Guides are thin metal plates drilled with a hole in their lower end through a warp end may be threaded if required. The guides are held together at their upper end in a metal lead of 1 inch width and are spaced in it to the same gauge as the machine. The leads in turn are attached to a horizontal bar to form a complete guide bar assembly bar, so that the guides hang from it with each one occupying a position at rest midway between two adjacent needles. In this position the needles do not receive the warp yarns.
The needles only receive the warp yarns in their hooks if the guides wrap or lap the yarns across the needles. For the purpose, the guide bars are given a compound lapping movement. All guides in a conventional guide bar produce an identical lapping movement at the same time and therefore have requirements of same warp tension and rate of feed although yarns may differ in colour and composition. But the two guide bars may have different lapping movement where requirement of warp feed and warp tension may vary also.

2. Needle and needle bar

In warp knitting, all the needles move up and down together for loop formation, i.e., all the loops in a course are made simultaneously. So all the needles are connected/fixed to a bar called needle bar and the needle bar is lifted up and lowered down by means of a cam fitted outside the machine, generally at the driving side. Needles are set in tricks cut in the needle bed of the machine.

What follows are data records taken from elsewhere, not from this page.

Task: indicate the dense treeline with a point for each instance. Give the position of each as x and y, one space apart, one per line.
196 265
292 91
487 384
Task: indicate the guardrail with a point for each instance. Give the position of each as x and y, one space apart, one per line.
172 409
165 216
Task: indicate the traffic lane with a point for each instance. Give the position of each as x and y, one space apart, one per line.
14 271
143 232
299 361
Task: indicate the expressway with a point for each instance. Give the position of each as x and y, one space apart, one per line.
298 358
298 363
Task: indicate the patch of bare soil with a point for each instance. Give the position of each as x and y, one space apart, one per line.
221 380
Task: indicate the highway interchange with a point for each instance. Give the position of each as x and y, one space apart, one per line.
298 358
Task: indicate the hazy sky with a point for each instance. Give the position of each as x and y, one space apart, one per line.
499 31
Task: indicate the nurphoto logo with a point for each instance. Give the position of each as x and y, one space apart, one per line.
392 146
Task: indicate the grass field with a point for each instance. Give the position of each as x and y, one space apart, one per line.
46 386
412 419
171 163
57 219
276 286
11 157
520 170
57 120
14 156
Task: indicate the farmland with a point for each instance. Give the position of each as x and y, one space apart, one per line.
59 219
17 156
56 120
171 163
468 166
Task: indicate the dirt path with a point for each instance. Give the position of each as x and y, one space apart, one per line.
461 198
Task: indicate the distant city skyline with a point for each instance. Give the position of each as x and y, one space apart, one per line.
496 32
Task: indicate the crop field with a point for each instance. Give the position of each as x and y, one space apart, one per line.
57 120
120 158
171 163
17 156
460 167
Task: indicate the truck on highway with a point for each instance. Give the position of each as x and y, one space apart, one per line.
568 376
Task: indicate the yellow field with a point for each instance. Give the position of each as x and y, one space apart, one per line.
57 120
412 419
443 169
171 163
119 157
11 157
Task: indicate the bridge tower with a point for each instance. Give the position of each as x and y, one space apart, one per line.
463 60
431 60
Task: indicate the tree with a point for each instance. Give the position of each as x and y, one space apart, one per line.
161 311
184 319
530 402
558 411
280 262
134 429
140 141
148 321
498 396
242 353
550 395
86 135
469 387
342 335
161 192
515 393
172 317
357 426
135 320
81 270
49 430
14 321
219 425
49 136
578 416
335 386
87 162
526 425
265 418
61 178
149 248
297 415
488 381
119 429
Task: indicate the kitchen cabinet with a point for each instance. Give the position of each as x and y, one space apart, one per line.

3. Closure bar (or Presser bar)

 In order to close the hook for casting-off of the old loop in Tricot machine, some closing element (Presser bar) is must. The elements needed in Tricot machine are set in a separate bar across the full width of the machine which also get motion from a cam or crank fitted on the main shaft. The presser bar closes the hook of the needle when the same moves downward after catching of the new yarn for loop formation.

4. Sinker and sinker bar

The sinker is a thin plate of metal which is placed between every two needles. The sinkers are usually cast in units, 1 inch long, which in turn are screwed into a bar called sinker bar. The sinkers are given almost linear horizontal (forward and backward) motion through the sinker bar. The drive generally comes from a crank or eccentric arrangement. The neb and the throat of the sinker are used to hold down the fabric while the belly of the sinker is used as a knocking over platform.